- The flag of Turkish Fleet Command
- Founded: 1961; 65 years ago
- Country: Turkey
- Branch: Turkish Naval Forces
- Type: Strike force command
- Part of: Northern Sea Area Command; Southern Sea Area Command; Naval Training and Education Command;
- Garrison/HQ: Gölcük Naval Base, Turkey

Commanders
- Current commander: VADM Kadir Yıldız

= Fleet Command (Turkey) =

Subordinate command of the Turkish Naval Forces

The Turkish Fleet Command is one of the four and largest formations of the Turkish Naval Forces formed in 1961. It is a strike force of the Turkish Naval Force. Fleet Command operates War Fleet Command, Submarine Fleet Command, Mine Fleet Command and Naval Aviation Command. Turkey introduced three new task groups such as Northern, Southern and Western Commands in the Fleet Command in 2011 to ensure effective coordination and cooperation between the naval forces.

It also consists of landing units, with its headquarters at Gölcük Naval Base, covering the Black Sea. Its zonal commands are stationed in Eregli that covers Aegean Sea while its strait commands are headquartered at Istanbul and Çanakkale that covers Mediterranean Sea towards Mersin. As of 2016, Turkish Fleet Command is one of the strongest commands in the Black Sea.

== History ==
The Turkish Fleet Command was formed in 1961 after the country became a member of NATO on 18 February 1952. It coordinated with close allies of the NATO for establishing military relations. The Navy improved its organizational structure, military doctrine, and military capabilities for carrying all operations independently in accordance with Standardization Agreement.

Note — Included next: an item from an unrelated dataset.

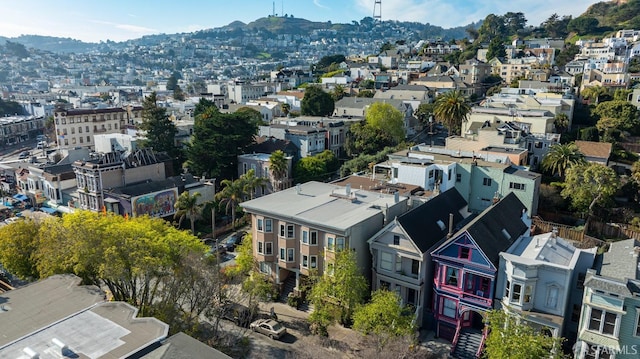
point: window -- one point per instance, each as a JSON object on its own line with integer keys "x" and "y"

On 4 April 1953, Turkish Naval Forces lost 81 submariners when submarine Dumlupınar II(D-6) met with an accident and collided with the Swedish Freighter Naboland. The loss of 81 submariners created disturbance in Turkey and an "emotional bridge between the Turkish Nation and the Turkish sailors" was created. The event was heavenly covered in Turkish songs and poems, and as a result, the Navy formed four main commands such as Fleet Command, Northern Sea Area Command, Southern Sea Area Command and Naval Training and Education Command in 1961 to improve its maritime service branch.